MSP4200 is kinda my go to string set if the fancy shit ain’t working so I’m hoping those don’t end up as “new and improved” but sound like crap.


----------



## NashvilleDeluxe (Feb 7, 2018)

They've certainly revised the branding and look, but I'm not sure the string has changed. They used to be "Superior Performance," and now are "Authentic Superior Performance." A rose by any other name...

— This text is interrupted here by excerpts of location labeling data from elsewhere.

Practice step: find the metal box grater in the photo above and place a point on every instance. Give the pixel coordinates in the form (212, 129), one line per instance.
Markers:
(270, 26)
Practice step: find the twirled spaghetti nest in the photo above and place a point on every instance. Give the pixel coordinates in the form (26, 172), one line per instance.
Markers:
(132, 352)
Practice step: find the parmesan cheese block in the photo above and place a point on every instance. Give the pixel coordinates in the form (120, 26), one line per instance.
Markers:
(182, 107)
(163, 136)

The "SP" designation now only exists with the (ugh) coating. What used to be the SP4200 is now the MA550. 
I just ordered in a bunch of the MA540's, since I can't get my preferred SP4100's anymore. 
Authentic Acoustic SP®


----------



## Wardo (Feb 5, 2010)

Ok, thanks for the information.


----------



## rollingdam (May 11, 2006)

also the gold plain strings that came with some sets are now gone


----------



## bluebayou (May 25, 2015)

I used their Resonator str8ngs which have been discontinued.


----------



## sitka.bc (Apr 14, 2018)

NashvilleDeluxe said:


> They've certainly revised the branding and look, but I'm not sure the string has changed. They used to be "Superior Performance," and now are "Authentic Superior Performance." A rose by any other name...
> 
> The "SP" designation now only exists with the (ugh) coating. What used to be the SP4200 is now the MA550.
> I just ordered in a bunch of the MA540's, since I can't get my preferred SP4100's anymore.
> Authentic Acoustic SP®


You can still get the regular uncoated Martin SP strings, but most of the main retailers in this country just sell the Lifespan SP coated ones.

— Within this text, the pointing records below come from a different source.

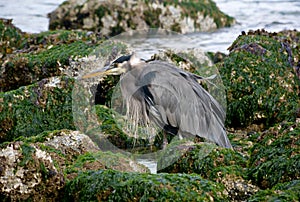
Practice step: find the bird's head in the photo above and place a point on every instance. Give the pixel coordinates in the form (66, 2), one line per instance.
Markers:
(119, 66)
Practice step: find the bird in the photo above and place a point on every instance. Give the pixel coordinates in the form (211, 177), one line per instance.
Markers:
(160, 93)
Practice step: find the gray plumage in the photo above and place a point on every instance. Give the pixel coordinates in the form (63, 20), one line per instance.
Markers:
(159, 92)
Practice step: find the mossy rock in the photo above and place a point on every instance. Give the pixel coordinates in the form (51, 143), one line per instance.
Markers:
(30, 110)
(260, 80)
(213, 163)
(115, 134)
(288, 191)
(276, 155)
(10, 37)
(110, 185)
(37, 167)
(44, 55)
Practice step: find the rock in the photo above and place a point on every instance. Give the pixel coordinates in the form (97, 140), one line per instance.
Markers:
(275, 156)
(288, 191)
(111, 185)
(114, 17)
(260, 79)
(37, 56)
(212, 163)
(37, 168)
(30, 110)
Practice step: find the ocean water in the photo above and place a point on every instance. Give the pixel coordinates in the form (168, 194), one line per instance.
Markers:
(272, 15)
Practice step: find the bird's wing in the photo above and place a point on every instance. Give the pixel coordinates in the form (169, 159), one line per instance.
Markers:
(180, 101)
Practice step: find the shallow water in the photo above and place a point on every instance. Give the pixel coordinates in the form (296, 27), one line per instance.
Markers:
(272, 15)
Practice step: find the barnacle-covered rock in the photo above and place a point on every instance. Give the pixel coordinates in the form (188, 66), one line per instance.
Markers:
(38, 167)
(262, 86)
(275, 156)
(114, 17)
(30, 110)
(210, 162)
(44, 55)
(288, 191)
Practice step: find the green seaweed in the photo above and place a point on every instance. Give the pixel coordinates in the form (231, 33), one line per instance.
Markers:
(33, 109)
(110, 185)
(260, 83)
(276, 158)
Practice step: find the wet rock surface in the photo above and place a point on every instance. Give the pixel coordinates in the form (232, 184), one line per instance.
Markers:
(115, 17)
(43, 157)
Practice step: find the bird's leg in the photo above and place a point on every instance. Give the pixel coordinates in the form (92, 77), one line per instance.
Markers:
(165, 140)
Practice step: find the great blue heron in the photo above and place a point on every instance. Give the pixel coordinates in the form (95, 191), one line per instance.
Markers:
(159, 92)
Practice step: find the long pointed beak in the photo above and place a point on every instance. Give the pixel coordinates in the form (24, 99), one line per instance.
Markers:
(98, 72)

EDIT: Oh no they did change it, and probably will charge more. Authentic Acoustic SP®

I've had good tones and string life with the Martin Retro line.


----------



## NashvilleDeluxe (Feb 7, 2018)

sitka.bc said:


> You can still get the regular uncoated Martin SP strings, but most of the main retailers in this country just sell the Lifespan SP coated ones.
> 
> EDIT: Oh no they did change it, and probably will charge more. Authentic Acoustic SP®
> 
> I've had good tones and string life with the Martin Retro line.

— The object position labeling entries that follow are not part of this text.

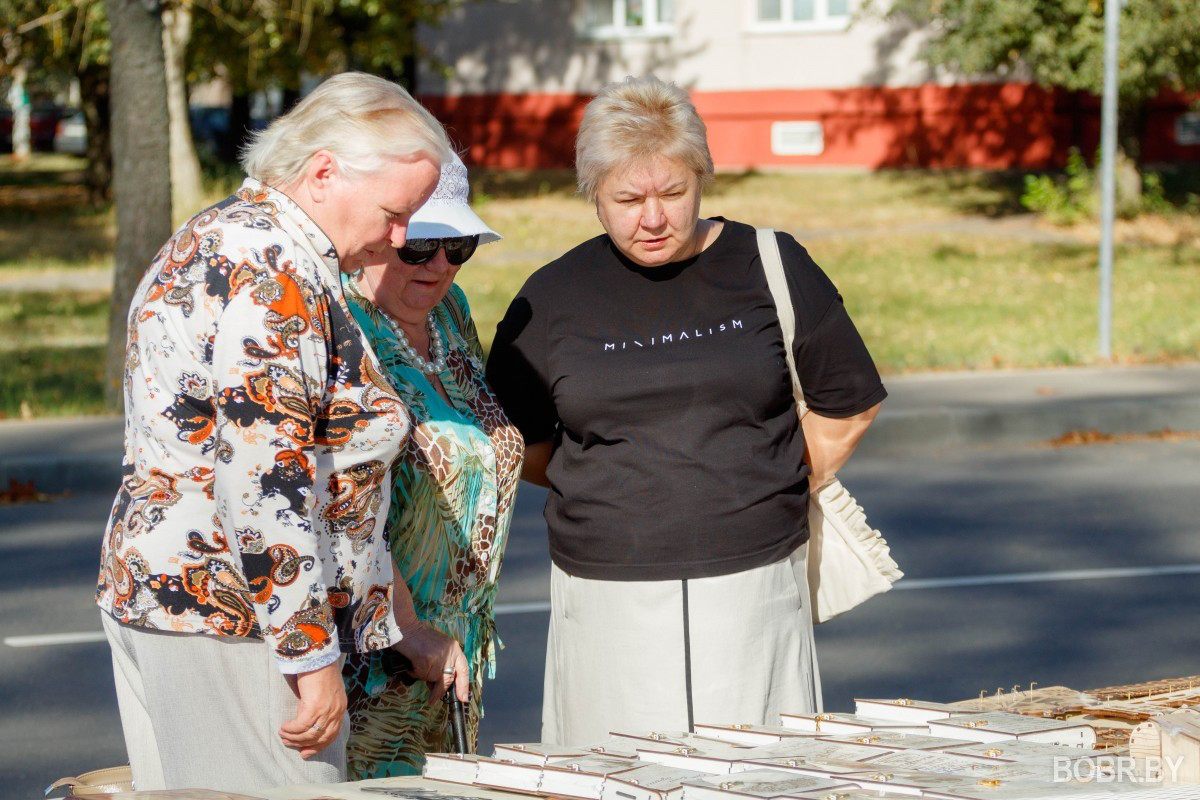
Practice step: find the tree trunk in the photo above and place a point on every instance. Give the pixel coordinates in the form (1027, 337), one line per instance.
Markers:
(186, 187)
(22, 113)
(94, 101)
(239, 126)
(141, 164)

I just saw a (very dry) video about the changes yesterday. Here's the video...skip to 1:00 




Summary:
1. They tin-plate over the core wire for corrosion/longevity, which explains the colour change Rollingdam noticed on the plain strings.
2. The Lifespan line got revamped entirely. My prediction: they will suck as much as any other coated string. Not that I have formed a strong opinion or anything ; ) 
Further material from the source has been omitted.